War Critics Try to Recruit Military
Oct 24 6:22 PM US/Eastern

By ANNE PLUMMER FLAHERTY
Associated Press Writer

WASHINGTON
Anti-war groups are trying to rally active troops to speak out against the war in Iraq _ a political tactic they hope will sway voters Nov. 7.
A small group of active-duty members opposed to the war created a Web site last month intended to collect thousands of signatures of other service members. People can submit their name, rank and duty station if they support statements denouncing the U.S. invasion.

The electronic grievances are then passed along to members of Congress, according to the Web site.

"Staying in Iraq will not work and is not worth the price.
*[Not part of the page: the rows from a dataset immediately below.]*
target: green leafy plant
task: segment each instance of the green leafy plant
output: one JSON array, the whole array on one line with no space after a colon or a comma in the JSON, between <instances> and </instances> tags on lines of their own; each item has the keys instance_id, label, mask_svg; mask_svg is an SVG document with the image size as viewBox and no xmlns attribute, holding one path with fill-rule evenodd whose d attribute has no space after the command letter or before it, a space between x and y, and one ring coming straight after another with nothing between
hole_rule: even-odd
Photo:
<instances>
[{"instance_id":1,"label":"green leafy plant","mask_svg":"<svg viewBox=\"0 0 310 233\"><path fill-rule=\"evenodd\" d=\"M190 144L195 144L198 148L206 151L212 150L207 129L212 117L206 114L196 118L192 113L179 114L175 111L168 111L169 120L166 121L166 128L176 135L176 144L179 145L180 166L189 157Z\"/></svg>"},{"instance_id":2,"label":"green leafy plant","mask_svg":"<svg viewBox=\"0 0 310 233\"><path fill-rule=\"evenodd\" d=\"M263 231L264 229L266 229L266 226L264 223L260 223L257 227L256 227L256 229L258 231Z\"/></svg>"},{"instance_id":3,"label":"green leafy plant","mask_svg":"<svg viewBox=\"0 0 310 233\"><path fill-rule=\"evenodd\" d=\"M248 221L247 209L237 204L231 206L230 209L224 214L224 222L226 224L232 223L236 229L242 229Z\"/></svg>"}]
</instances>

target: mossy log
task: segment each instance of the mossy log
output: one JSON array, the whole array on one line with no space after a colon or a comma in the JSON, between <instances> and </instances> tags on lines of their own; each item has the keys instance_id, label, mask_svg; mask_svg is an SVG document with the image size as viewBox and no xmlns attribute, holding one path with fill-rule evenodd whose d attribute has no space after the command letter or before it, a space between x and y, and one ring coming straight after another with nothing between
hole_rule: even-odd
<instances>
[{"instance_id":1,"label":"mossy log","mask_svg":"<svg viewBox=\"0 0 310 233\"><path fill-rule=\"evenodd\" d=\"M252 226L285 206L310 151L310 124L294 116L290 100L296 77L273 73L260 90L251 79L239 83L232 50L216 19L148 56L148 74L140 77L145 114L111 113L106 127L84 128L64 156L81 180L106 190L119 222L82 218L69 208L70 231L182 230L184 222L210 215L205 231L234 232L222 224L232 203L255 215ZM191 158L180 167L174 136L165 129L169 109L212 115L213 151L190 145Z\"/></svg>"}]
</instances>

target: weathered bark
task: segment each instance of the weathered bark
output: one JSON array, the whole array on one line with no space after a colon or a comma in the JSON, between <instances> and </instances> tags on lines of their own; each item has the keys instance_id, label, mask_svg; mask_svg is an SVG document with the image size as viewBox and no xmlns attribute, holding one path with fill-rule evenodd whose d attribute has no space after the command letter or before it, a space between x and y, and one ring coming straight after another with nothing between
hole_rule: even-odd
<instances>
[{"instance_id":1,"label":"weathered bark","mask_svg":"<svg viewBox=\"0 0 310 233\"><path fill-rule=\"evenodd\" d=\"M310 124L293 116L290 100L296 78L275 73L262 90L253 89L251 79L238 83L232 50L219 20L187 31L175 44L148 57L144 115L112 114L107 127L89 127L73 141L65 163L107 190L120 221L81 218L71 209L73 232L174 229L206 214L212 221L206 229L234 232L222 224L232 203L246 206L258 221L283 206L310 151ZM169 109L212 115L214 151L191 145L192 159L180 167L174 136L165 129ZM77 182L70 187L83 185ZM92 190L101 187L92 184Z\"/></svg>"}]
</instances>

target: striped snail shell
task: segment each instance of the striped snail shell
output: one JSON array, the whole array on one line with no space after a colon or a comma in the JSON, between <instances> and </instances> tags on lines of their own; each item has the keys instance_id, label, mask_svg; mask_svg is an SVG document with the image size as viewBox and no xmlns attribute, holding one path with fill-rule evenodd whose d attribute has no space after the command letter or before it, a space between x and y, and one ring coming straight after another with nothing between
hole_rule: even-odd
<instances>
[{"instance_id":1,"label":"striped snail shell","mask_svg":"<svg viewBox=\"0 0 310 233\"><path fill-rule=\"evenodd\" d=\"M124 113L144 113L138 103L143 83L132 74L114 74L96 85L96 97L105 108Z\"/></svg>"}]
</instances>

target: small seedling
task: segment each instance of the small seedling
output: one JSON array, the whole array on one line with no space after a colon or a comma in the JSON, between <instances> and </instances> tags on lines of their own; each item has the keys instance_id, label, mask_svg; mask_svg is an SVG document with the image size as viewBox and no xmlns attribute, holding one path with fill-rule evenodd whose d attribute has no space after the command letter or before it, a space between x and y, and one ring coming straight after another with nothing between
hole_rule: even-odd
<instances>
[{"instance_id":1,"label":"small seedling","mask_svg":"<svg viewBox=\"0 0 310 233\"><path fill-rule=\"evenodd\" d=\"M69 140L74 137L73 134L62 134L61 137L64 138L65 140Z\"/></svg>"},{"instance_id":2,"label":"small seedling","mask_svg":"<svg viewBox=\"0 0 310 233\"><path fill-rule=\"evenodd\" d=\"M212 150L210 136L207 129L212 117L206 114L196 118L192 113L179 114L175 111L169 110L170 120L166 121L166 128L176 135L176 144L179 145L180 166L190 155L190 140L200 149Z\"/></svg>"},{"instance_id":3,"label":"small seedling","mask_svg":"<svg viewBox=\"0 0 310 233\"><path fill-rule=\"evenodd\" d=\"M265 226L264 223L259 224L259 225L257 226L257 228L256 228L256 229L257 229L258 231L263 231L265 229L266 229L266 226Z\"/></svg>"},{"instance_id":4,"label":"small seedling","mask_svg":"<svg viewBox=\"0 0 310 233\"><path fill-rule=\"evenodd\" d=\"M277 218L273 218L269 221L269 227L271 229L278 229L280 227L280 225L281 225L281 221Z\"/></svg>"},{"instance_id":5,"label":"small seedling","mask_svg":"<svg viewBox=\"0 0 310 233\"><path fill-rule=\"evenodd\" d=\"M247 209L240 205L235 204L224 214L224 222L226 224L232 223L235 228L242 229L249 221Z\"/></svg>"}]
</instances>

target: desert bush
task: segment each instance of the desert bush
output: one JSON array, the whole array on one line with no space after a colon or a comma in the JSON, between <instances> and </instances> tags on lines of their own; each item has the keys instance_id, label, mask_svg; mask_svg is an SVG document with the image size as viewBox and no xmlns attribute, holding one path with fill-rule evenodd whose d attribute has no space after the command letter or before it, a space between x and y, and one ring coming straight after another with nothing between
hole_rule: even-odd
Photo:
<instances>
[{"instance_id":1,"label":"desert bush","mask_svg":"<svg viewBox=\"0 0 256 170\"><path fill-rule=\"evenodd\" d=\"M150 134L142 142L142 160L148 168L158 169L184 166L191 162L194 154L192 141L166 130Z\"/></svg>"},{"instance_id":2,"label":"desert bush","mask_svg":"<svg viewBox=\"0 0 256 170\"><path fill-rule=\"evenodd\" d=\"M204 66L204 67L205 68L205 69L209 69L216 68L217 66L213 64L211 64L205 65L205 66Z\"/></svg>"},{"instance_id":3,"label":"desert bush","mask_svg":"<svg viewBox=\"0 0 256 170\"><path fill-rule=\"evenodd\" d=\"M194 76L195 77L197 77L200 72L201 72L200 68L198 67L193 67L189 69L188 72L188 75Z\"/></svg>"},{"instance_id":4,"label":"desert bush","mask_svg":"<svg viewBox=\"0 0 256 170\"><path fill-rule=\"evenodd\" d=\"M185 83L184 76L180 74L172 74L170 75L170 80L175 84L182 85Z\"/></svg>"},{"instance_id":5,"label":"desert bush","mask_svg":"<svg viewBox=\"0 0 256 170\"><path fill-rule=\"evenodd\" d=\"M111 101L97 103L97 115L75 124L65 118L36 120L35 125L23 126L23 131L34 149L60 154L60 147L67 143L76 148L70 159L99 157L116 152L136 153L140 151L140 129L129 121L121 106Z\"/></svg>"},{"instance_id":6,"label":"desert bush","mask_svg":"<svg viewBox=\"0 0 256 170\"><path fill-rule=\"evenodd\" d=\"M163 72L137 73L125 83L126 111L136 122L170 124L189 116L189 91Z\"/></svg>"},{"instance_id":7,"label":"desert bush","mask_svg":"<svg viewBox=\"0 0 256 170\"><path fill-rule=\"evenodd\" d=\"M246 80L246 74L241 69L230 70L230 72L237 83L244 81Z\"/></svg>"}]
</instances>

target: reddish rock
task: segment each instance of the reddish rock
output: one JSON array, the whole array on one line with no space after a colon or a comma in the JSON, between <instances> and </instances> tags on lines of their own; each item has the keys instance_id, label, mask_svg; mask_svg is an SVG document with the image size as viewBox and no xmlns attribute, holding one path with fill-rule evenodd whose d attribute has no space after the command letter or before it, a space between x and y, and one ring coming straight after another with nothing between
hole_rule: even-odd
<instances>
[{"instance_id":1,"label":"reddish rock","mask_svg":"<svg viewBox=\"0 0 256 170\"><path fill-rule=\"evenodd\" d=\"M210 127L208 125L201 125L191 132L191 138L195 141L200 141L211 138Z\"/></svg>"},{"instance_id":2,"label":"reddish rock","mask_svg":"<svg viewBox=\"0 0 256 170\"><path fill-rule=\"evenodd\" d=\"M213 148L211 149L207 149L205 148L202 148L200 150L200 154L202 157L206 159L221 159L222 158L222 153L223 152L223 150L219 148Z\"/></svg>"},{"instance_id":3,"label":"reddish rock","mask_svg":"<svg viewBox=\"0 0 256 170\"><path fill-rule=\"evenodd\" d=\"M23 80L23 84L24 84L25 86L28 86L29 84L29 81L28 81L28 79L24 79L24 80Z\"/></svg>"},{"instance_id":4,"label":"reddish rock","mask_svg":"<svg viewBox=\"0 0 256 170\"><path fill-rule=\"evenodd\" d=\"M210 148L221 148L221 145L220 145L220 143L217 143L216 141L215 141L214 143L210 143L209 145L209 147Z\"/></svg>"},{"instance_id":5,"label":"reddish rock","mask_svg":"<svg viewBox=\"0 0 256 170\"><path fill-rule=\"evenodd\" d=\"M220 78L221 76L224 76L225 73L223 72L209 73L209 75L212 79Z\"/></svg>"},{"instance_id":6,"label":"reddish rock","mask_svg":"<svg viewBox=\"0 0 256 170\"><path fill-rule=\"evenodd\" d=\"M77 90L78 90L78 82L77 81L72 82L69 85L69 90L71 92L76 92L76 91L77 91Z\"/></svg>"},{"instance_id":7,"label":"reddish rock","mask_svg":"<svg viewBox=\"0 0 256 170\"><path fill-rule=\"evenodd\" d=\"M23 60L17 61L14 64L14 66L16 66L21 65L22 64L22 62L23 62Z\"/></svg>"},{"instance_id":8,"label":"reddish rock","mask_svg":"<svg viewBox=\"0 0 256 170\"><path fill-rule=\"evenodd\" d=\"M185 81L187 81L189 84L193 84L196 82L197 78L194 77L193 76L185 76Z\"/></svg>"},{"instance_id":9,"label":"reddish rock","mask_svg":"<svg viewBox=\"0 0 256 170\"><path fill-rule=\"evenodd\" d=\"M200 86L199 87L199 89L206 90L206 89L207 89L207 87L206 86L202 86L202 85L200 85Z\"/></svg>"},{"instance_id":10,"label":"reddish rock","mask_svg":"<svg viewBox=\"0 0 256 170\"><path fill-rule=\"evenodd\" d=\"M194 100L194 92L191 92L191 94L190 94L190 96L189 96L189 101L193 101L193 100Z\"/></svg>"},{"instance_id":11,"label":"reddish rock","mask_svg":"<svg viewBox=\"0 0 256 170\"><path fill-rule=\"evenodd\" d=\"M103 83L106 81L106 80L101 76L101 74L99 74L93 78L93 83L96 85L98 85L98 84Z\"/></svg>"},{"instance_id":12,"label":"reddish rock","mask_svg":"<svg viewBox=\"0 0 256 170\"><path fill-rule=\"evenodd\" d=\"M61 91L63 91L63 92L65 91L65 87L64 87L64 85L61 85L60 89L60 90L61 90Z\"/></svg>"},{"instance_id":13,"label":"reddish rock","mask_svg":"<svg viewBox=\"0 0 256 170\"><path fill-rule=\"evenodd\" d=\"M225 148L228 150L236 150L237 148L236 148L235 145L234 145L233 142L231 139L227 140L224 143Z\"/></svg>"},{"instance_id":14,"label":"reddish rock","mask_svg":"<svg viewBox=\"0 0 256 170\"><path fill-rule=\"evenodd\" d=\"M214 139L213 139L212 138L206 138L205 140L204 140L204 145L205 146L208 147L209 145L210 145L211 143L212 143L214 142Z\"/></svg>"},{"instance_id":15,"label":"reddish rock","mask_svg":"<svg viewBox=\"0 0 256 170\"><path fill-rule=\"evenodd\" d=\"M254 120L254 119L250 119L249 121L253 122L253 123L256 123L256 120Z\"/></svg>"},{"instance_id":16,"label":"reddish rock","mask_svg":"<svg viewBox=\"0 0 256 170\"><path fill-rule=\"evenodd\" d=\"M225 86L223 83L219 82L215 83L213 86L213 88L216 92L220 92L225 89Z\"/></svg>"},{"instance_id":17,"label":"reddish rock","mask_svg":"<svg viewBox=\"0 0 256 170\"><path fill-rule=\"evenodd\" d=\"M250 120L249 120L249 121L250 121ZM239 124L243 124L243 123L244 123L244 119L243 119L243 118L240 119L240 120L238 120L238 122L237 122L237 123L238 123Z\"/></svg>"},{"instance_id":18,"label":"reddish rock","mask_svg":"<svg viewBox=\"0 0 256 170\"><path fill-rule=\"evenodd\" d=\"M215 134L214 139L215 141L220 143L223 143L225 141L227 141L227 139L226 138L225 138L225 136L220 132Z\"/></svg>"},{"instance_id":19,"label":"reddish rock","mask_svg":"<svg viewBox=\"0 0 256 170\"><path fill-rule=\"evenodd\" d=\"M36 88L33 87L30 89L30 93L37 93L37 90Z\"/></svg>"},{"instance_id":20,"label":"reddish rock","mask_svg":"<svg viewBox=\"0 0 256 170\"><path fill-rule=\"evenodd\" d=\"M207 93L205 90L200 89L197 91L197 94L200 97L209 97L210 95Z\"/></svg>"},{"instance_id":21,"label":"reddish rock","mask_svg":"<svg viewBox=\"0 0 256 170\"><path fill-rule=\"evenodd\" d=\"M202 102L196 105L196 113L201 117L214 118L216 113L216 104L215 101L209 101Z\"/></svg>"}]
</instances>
It is time for U.S. troops to come home," the Web site says.

Jonathan Hutto, a Navy seaman based in Norfolk, Va., who set up the Web site a month ago, said the group has collected 118 names and is trying to verify that they are legitimate service members.

There are 1.4 million troops on active duty, including members of the National Guard and Reserve.

Retired veterans have long waded into politics, including the 2004 presidential campaign when a group of veterans challenged Sen. John Kerry's war record. More recently, several retired military generals have called on Defense Secretary Donald H. Rumsfeld to resign, contending he botched the war and put troops at risk.

Hearing publicly from active-duty troops is rare. Military laws bar officers from denouncing the president and other U.S. leaders, and regulations typically prevent service members from lobbying for a particular cause while on duty or wearing the uniform.

Legal experts who reviewed the Web site said the effort probably would not violate any rules because the site is not a personal attack on members of the administration and allows service members to quietly pass their grievance to Congress in their free time.

Backers of the Web site also cite a "whistleblower protection" law as added protection. Under the law, service members can file complaints to Congress without reprisal.

But at least two senators _ both critical of the administration's handling of the war in Iraq _ said they were concerned that service members speaking out against the president may undermine the military's apolitical status.

"We expect our soldiers to follow ... the legitimate orders of their commanders," said Sen. Jack Reed of Rhode Island, who is helping lead Democratic opposition to the war this election season.

"And if you feel a course of action is inappropriate, your choice is just getting out of the service, basically, if you can and making your comments as a civilian," said Reed, a West Point graduate and former Army Ranger and paratrooper.

Sen. Lindsey Graham, a former reserve judge for the Air Force, said vocal complaints by active-duty members represented a "disturbing trend" that threatened to erode the cohesiveness of the military.

"We've had a long tradition making sure the military doesn't engage in political debate," said Graham, R-S.C. "We don't need a Democratic Army and a Republican Army," he added.

Hutto and supporters of his Web site said they see no problem with active-duty military personnel weighing into politics.

"We're doing this on our own time," Hutto said. Also, "We're speaking as American citizens," rather than service members.

Scott Silliman, director of Duke University's Center on Law, Ethics and National Security, said he sees the increasing political noise being made from military members _ active and retired _ as a relatively new phenomenon resulting from an increasingly unpopular war.

"Fifteen, 20 years ago you wouldn't have seen it happen," Silliman said.

Still, Silliman said, he sees little wrong with troops speaking out on their own time so long as they are not senior-ranking officers needed to carry out the president's orders. "It depends certainly on who it is" ramping up opposition to the executive branch, he said.

A Pentagon press officer did not respond to requests for comment left by telephone and e-mail.